I Got 99 Observations and Your Bike Ain't Safe
Mar 04, 2026
DISCALIMER:** The views and opinions expressed in this blog are solely my own and do not reflect those of my employer, or any of its affiliates.
TL;DR; I spent seven months writing down four digits every time I went to the gym (which, as the data will reveal, was not as often as I’d like). Turns out your 10,000-combination lock is really a 100-combination lock, one digit is protected by an accident I’m calling Thumb Physics, and I built way too many interactive charts to prove it.
The Scene of the Crime
I live in an apartment building in Bonn. In the basement there’s a shared bike storage room, locked with one of those 4-digit rotary combination locks you’ve probably seen a hundred times: four little wheels, each showing a digit from 0 to 9, arranged horizontally. About 20 households share this lock, which means at least 20 people know the code, they spin the wheels to open it, park their bike, and (hopefully) scramble the digits before leaving.

10,000 possible combinations. Should be safe, right?1
Last year my building had a series of break-ins2. Someone got into the common areas, the private garages, even stole a couple of electric bikes from locked parking spots. But the bike room? Untouched. At first I was relieved. Then I started wondering: what if the thieves came back? They broke in once with alarming ease, and if they were patient enough to swing by the bike room every now and then, jot down what the lock shows, and keep a little spreadsheet going… could they eventually figure out the code and help themselves to everyone’s bikes?
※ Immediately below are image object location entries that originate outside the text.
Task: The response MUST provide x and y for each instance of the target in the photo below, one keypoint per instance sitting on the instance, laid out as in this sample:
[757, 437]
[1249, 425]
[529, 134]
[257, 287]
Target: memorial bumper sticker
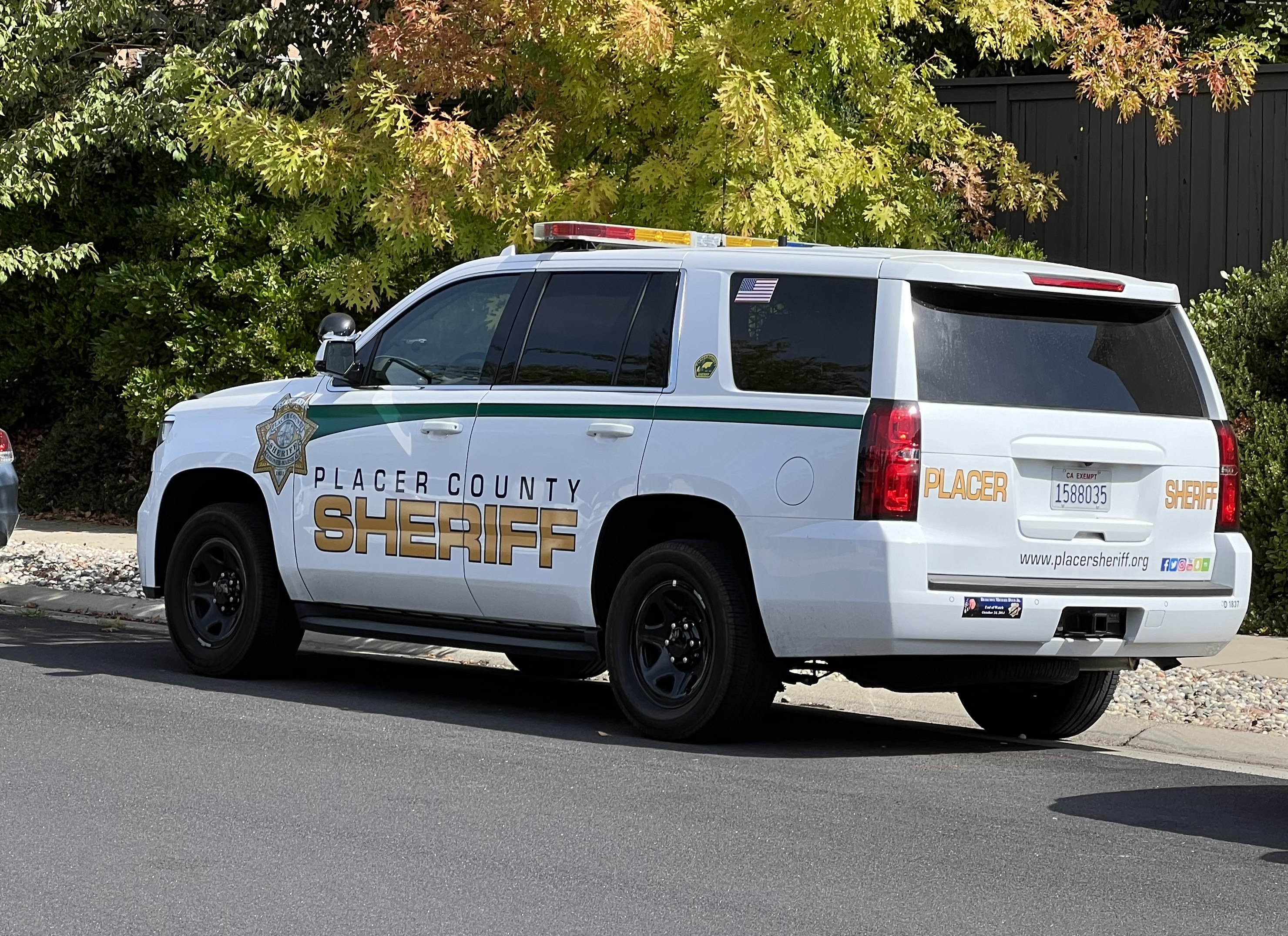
[992, 607]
Because every time someone opens that lock and scrambles it, the digits they leave behind aren’t random. Not even close. They’re the product of a quick thumb swipe across a physical mechanism, and if there’s one thing we know about humans, it’s that we are spectacularly bad at being random3. We think we’re scrambling, but what we’re actually doing is leaving a very readable fingerprint.
So I did what any reasonable person would do. I started writing down the numbers. 🕵️
Every time I went to the bike room, morning or evening, I recorded the four digits visible on the lock before entering the code. I kept this up from August 2025 through March 2026, seven months of diligently staring at a small metal object in a basement, 99 observations in total4.
A confession.
I've been a fan of Distill.pub for its entire lifetime. If you've never seen it: it was an online journal for machine learning that treated presentation as a first-class citizen. Interactive visualizations, marginal notes, beautiful typography. When they shut down in 2021, I was sad.
But recently I discovered that the Distill template, the web components, the styles, the whole framework, is still open source. Anyone can use it.
So this post is also an experiment: my first attempt at bringing Distill-style visualizations to my website. If you notice an unreasonable number of interactive charts in what follows, now you know why.
I regret nothing.
The Naive Attack
A thief walks up to your lock. They’ve been watching. What do they see?
The Wheels
Let’s start simple. Each wheel can show any digit from 0 to 9, and across 99 observations, some digits show up a lot more than others. The question is: how much more?
For each of the four positions I counted how often each digit appeared, and the result is below, shown as four polar bar charts (one per wheel). You can think of each chart as a top-down view of the physical wheel: digits 0 through 9 arranged clockwise around the circle, with bar length showing how often that digit was observed. The faint inner ring marks 10%, which is what you’d expect if scrambling were truly random5.
Take a moment to look at them.
Position 1 has a clear winner, one digit towering above the rest. Position 4 is similar, with a strong favourite. Position 3 is more contested, two digits fighting for the top spot. And position 2? Position 2 is a mess. There’s a vague winner, but nothing that screams confidence.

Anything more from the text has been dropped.